No sooner has Maestro Bottesini been asked to prepare for his final solo cadenza, than a mighty ripping sound is heard and a flash of brightly coloured callico drifts off down to the mountains behind them. The bloody thing has sprung another leak!

The balloon technicians estimate that the travelers have about two weeks to decide the next 'volunteer' for altruistic self-destruction. So the posts to look out for, dear readers are the ones marked:

B.D. rd. 3

This time our travellers are asked to describe the events surrounding their first major public accolade - that moment of recognition, as part of their defence so there should be some interesting stories there!

As before there will be a poll and discusion.

So good luck to all prticipants.

FC


----------



## World Violist (May 31, 2007)

The whole thing about "solo double bass" sounds really weird.

My condolences to Maestro Bottesini. I do hope someone records his final performance. A stirring moment, to be sure!

D.D. Shostakovich


----------



## Mirror Image (Apr 20, 2009)

Poor lil' Bottesini. We hardly knew ye.


----------



## BuddhaBandit (Dec 31, 2007)

I'm glad he's gone. He was high strung and bass-ically annoying.


----------



## PostMinimalist (May 14, 2008)

Personally I think Bottesini was an arrogant social climber. His one redeeming feature was that he could play the bass better than anyone before or since. Paganini should have been called the 'Bottesini of the violin' and not the other way round. I also suspect that there was a relationship between him and his pianist (who was also male) which would have been quite scandalous at the time. No historian has mentioned this possibility but there is much circumstantial evidence. He did actually rebuild the opera house in Havana and then work in the orchestra there as a bass player. He also travelled as mentioned and his appointment to the position of director at Parma Conservatory, which was a gift from Verdi 20 years after Bottesini conducted the premiere of Aida came only one week before his death. He is in some ways a tragic character and others a villain (especially if you're trying to play his cnocertos!).

In my posts I tried to get a bit of that arrogance through without making him completely dislikable.
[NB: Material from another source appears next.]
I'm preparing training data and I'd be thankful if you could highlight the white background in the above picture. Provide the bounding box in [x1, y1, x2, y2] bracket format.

It wasn't hard for me to find material to use concerning his life and music since, as a bassist, I've struggled with this man for the better part of my life! I can imagine that the other contestants are having an interesting time researching their chosen characters and, as we the readers are doing, finding out more and more about these great men.

Good luck to the remaining contetants. 

FC (not GB this time)


----------



## PostMinimalist (May 14, 2008)

This is the final reminder for contestants to post their entries for round 3.
I'll consider posts no later than thursday morning.
Looking forward to seeing:

Shostakovitch
Castelnouvo-Tedesco 
Mahler

describing how they first made a name for themselves and gained public recognition.

FC


----------



## PostMinimalist (May 14, 2008)

Well it looks like we have a couple of jumpers. I can only assume thay couldn't bare to be without their beloved maestro Botessini.. Anyway this brings things to an unexpectedly premature finale. 
only Mahler and Ginanstera have survived and now it is our duty to decide who has made the better case for his salvation. 

The poll open soon with only Mahler and Ginastera on the ballot.

Good luck to both of you!
FC


----------